These Are Not Our Glory Days

When I wrote a blog post last week about comedians and athletes exercising their First Amendment rights, I had no idea that kneeling sports stars were poised to become the hottest topic of conversation in America. Thanks to our ranter-in-chief, it seems nearly everyone spent the weekend debating whether #TakeAKnee was an act of patriotism or a show of disrespect. My feelings on this are clear—everyone has the right to take a knee or take a stand. There are plenty of other countries that wouldn’t allow any of this and I am grateful to live in a nation where we have the right to protest peacefully, to speak freely, to disagree publicly. While it was disturbing to hear the president use a vulgar profanity to describe the players, I was even more stunned to hear him call for increased violence on the football field. Who explicitly begs for more violence? More injury?

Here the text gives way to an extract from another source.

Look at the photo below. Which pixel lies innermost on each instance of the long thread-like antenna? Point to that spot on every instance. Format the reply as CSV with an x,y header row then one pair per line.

Now I do not follow football. I have no interest in spending a huge portion of my weekend watching grown men slam into one another in an effort to move a ball across a field. If I’m going to spend hours sitting on the couch eating potato chips, it’ll be with a book in hand. But I was raised in Mississippi where football is as sacred as religion and I now live in Denver where the Sunday morning farmers markets are a sea of Broncos’ orange and blue. I am not immune to news about the game. In recent years that news has focused more and more on CTE (chronic traumatic encephalopathy) and the longterm irreversible effects of the disease on players’ brains.  A person who plays football—in high school, in college, in the NFL—basically agrees to live with the increased risk of severe traumatic brain injury for the rest of his life. Most of the players who suffer will never play professional ball. They’ll never bring in the big paycheck and they’ll never know why, in middle age or in their senior years, they have such trouble with memory, impulse control, decision-making skills, depression, and suicidal thoughts. Some will resort to violence and almost no one will question if the violent impulses are a direct result of the person’s glory days.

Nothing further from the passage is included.